We stopped at one and were taken inside a cave, where apparently the stalactites and stalagmites form the outlines of animals, according to our guide. There was one that looked a bit like a dolphin, but I think much of the experience relied on an active imagination.
Colin had by far the best spot of the day however- high above us he’d noticed what looked like the back end of a horse hanging from the ceiling. Strangely, that wasn’t mentioned in the official tour.
Back on the boat we sailed around the cliffs to a spot where we could hire a kayak canoe.
Ricky and I agreed to hire one, and off we went paddling through limestone gaps and tunnels, venturing out into the choppy sea and around some of the rocky islands.

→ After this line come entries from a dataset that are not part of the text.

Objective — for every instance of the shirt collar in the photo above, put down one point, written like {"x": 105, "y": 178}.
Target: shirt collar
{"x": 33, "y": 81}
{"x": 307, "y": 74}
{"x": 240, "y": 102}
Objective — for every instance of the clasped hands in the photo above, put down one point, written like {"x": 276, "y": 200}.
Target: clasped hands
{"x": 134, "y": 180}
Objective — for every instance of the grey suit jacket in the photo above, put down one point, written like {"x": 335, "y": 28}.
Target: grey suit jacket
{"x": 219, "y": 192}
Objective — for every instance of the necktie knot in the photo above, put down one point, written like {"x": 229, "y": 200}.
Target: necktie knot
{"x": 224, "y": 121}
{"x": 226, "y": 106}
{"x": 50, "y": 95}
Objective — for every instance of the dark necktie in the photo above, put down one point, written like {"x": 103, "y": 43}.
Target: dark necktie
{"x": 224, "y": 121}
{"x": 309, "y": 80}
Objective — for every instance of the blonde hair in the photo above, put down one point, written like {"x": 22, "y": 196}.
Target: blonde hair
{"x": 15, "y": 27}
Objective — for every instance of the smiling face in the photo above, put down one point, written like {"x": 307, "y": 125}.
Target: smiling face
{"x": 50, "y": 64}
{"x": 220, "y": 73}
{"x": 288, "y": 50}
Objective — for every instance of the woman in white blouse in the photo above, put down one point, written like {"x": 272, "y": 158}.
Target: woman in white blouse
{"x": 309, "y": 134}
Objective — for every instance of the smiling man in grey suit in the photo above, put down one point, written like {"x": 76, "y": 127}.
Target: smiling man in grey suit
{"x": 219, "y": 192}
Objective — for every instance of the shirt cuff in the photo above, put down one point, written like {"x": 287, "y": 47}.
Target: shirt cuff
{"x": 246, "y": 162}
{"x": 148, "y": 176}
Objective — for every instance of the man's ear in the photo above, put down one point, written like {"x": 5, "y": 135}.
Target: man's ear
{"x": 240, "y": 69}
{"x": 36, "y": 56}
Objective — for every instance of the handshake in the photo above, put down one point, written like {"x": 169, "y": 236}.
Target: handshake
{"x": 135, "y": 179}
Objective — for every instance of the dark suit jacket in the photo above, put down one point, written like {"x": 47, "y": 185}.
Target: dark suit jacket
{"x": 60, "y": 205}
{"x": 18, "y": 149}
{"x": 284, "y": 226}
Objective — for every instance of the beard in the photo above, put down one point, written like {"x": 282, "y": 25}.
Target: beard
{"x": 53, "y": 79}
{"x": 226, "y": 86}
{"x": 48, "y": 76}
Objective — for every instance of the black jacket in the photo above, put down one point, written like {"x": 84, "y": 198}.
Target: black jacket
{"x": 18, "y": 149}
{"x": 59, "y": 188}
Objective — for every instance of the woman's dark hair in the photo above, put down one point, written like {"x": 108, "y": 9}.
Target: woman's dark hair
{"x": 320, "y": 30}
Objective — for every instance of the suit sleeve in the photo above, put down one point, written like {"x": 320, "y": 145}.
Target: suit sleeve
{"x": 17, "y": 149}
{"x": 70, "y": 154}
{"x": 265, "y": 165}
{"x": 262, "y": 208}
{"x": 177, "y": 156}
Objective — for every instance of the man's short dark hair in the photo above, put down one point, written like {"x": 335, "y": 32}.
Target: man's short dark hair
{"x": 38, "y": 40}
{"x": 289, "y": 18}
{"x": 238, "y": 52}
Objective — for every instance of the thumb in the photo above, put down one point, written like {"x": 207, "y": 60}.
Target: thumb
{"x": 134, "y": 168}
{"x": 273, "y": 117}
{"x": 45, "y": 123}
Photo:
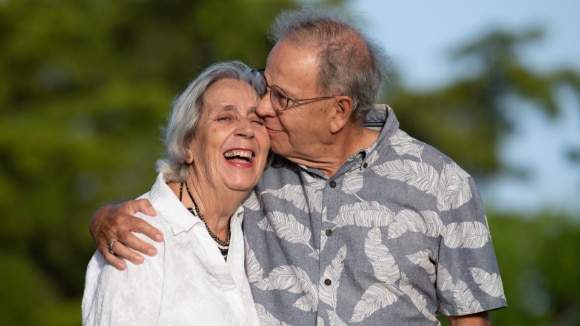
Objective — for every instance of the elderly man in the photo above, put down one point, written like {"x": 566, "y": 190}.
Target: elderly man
{"x": 354, "y": 221}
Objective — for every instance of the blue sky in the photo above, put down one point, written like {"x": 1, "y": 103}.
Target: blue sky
{"x": 418, "y": 35}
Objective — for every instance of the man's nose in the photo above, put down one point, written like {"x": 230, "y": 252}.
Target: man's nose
{"x": 265, "y": 108}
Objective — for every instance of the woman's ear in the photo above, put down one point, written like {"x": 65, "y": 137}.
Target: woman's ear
{"x": 188, "y": 154}
{"x": 342, "y": 113}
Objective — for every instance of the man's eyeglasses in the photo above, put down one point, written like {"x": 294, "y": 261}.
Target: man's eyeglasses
{"x": 279, "y": 98}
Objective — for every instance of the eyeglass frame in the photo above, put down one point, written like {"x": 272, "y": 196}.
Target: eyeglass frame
{"x": 285, "y": 95}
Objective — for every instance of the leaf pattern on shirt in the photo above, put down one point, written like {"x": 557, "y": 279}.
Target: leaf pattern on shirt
{"x": 372, "y": 157}
{"x": 253, "y": 268}
{"x": 266, "y": 319}
{"x": 252, "y": 202}
{"x": 462, "y": 295}
{"x": 328, "y": 293}
{"x": 286, "y": 226}
{"x": 378, "y": 295}
{"x": 295, "y": 195}
{"x": 295, "y": 280}
{"x": 426, "y": 222}
{"x": 424, "y": 260}
{"x": 352, "y": 183}
{"x": 404, "y": 145}
{"x": 417, "y": 174}
{"x": 488, "y": 283}
{"x": 368, "y": 214}
{"x": 418, "y": 300}
{"x": 465, "y": 235}
{"x": 454, "y": 189}
{"x": 333, "y": 319}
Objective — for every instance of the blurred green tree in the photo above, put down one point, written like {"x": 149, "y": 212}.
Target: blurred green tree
{"x": 85, "y": 86}
{"x": 470, "y": 117}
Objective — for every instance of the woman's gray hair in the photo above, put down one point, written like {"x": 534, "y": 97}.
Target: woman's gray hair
{"x": 350, "y": 63}
{"x": 187, "y": 108}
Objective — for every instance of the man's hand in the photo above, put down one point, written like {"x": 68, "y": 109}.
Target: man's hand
{"x": 117, "y": 223}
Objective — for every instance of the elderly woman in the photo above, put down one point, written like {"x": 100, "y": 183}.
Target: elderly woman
{"x": 217, "y": 148}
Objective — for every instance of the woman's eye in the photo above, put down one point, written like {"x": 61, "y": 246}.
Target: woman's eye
{"x": 225, "y": 118}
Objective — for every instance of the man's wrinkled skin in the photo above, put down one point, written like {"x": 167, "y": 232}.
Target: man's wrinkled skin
{"x": 122, "y": 232}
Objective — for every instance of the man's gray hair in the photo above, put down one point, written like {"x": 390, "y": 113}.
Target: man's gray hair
{"x": 350, "y": 63}
{"x": 187, "y": 109}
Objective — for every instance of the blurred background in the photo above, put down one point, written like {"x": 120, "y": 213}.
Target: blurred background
{"x": 86, "y": 85}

Emma and Megan spent much of their time trying to keep up with us, so we towed them along for a while, and at one point a fish managed to jump out of the water and into their canoe, sparking panic. It was only a tiny thing, but nonetheless we had to do the manly thing and save them from the stickleback that was harmlessly flapping about in a puddle of water at the bottom of the boat. He swam off in the sea without a care in the world.
With a few beers and photos on the sun deck as darkness fell, it was a very relaxing journey back to the port.
Dinner was at a recommended place called Bamboo Bar, which managed to serve up not only the worst meal of the tour so far, but a good dose of unintentional comedy too. They didn’t have enough chairs, so were were all perched on top of incredibly tall bar stools around tables that you couldn’t get legs under, while the swarms of staff looked like they’d never had more than three customers in at once. I had a fake bamboo tree next to me, meaning the only way I could get comfortable was by angling myself away from others. There were just six menus in the whole place, the staff lost track of who had ordered, food was arriving while orders were still being taken, Dirk was arguing because they’d asked him to pay before the food arrived, and European-style techno music was blaring almost full blast from the speakers.
I ordered a chicken club sandwich, which arrived with one tiny sliver of chicken in it, while Colin seemed to wait an age for his sandwich. At one point, a man walked through the place with two loaves of bread, quite obviously for our orders, while Ricky was left so hungry from the measly portion he tried to order another dish. Except despite being one of the world’s largest exporters of the stuff, the restaurant had managed to run out of rice. It was almost farcical, and with little else to do in the area, many of us went to bed early.
The next day we headed back to Hanoi, with the usual game of ‘what’s on the moped’ from the bus throwing up this little beauty. Sausages for tea?